We had a show at a Saitama juku (cram school) and armed with a box of CDs we braved the rush hour trains and did our best impersonation of sardines. We arrived at Mizonuma Community centre and met the juku teacher, a former flight attendant. It only took 30 minutes to remove the sliding doors between the two tatami rooms where we were to perform.
The juku show was..... interesting. We were told there would be a few younger children but that the majority would be between 6 and 9 years old. We began the show and discovered that half the kids were about 4 years old (or younger) and had attention spans to match. Fortunately Genki English is catchy enough to motivate these little tots, and even though there was a fair bit of 'shushing' required we pulled it off.
Afterwards we had an interview with Ms Nagao from the Japan Education Newspaper. We went to Doutor. Reporters like interviews with us because we keep them amused for hours. We like interviews with reporters because they buy us lunch. No, really we had a good time too - Ms Nagao was really cool, and knew her stuff.
After the interview I went for a haircut. 1000yen, 10 minutes. When I walked back into Doutor Richard started laughing. In the interim he had opened the package we received from the juku teacher as a token of her appreciation. It contained:
- a bottle of Hardy Brothers wine from Australia
- jam tarts
- a chocolatey Danishy thing
- half a loaf of bread
Richard was tired, and had a cold, so he decided to stay in. I had promised to meet up with Denene and the other JETs, and a friend of mine now living in Tokyo - Jo Pyrdon.
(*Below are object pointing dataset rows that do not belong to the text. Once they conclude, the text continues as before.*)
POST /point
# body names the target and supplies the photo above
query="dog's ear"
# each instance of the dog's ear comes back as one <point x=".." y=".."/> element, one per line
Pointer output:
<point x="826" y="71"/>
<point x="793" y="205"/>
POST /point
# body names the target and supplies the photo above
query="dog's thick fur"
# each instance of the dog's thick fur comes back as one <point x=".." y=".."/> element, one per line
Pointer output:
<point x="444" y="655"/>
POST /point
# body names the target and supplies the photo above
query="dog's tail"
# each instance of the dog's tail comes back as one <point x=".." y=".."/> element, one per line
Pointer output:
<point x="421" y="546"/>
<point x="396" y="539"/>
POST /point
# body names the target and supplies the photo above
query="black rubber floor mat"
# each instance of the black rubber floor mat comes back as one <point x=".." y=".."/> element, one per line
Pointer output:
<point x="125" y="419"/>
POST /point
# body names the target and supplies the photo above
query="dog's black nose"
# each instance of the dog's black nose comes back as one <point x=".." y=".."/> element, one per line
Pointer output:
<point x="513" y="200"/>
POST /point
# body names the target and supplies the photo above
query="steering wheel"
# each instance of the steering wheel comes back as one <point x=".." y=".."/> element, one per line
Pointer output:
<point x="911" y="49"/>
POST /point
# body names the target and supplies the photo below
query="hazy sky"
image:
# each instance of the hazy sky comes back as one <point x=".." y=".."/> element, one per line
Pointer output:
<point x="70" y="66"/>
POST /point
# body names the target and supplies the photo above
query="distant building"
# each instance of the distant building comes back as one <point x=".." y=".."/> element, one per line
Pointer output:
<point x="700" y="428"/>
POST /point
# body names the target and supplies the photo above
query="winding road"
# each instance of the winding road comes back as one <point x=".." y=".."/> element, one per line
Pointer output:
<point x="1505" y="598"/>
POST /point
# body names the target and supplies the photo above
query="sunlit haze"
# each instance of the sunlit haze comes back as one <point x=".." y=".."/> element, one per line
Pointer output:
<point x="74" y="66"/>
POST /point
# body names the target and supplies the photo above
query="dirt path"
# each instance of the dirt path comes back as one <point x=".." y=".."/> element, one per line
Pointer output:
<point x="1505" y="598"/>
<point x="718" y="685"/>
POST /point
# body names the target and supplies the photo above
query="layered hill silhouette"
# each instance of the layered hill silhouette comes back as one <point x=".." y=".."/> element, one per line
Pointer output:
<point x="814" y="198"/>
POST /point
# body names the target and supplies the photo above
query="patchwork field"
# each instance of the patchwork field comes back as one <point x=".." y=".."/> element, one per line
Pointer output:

I caught the train into Roppongi - the suburb of Tokyo where non-Japanese gather en masse of an evening and give themselves and the rest of the world a bad reputation. Only one in ten people was Japanese. I found Denene and company and we retired to Propaganda Bar. I met some Aussies from Yamanashi and danced to Men at Works "Land Down Under". Met even more Saitama JETs. Caught up with Jo and her boyfriend Masa. Spread the word about Genki English. Had a Guinness.
We moved to Bar Isn't It. After six weeks living in the Genki Mobile it was great to get on the dance floor and have a boogie. The Saitama JETs were no slouches in the groove department either. Denene was very gregarious - she affectionately bade farewell to every dance partner. For the record, I didn't dance with her - her dance card was already full.